The I-V characteristics of a solar cell change significantly with the time of day because the intensity of sunlight — measured as irradiance in W/m² — varies from sunrise to sunset. Understanding this variation is essential for designing real-world solar energy systems.
At peak noon, irradiance reaches its maximum of approximately 1000 W/m² under Standard Test Conditions (STC). The I-V curve sits highest on the current axis, Isc is maximum, and the solar cell delivers its greatest power output. This is the reference condition used to rate solar panels.
During morning and evening (low irradiance, around 100–200 W/m²), photocurrent drops proportionally. The I-V curve shifts downward — Isc is much lower while Voc decreases only slightly. As a result, power output is a small fraction of peak noon output.
On overcast or cloudy days (irradiance ~400 W/m²), the solar cell still produces meaningful power — roughly 30–40% of its peak capacity. Diffuse light from clouds still carries enough photon energy to generate photocurrent, which is why solar panels continue generating electricity even under cloud cover.
At night, with zero irradiance, no photocurrent is generated. The solar cell produces no output and behaves as a passive diode element in the circuit.

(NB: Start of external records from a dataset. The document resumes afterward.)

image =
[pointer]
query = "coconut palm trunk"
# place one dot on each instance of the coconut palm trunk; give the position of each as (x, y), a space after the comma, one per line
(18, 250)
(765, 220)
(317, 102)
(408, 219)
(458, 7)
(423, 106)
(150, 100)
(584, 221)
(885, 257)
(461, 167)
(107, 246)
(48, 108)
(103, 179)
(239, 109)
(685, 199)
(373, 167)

The I-V characteristics of a solar cell are a core topic in the Chemistry for Renewable and Clean Energy course under the Kerala University Four Year Undergraduate Programme (FYUGP). Students studying photovoltaics need to understand how the I-V graph is generated, what each parameter means physically, and how environmental conditions like light intensity and temperature affect solar cell performance.
This interactive simulation allows FYUGP students to visualize the I-V curve and P-V curve in real time across different irradiance conditions — making abstract concepts from the syllabus tangible and easier to retain for examinations.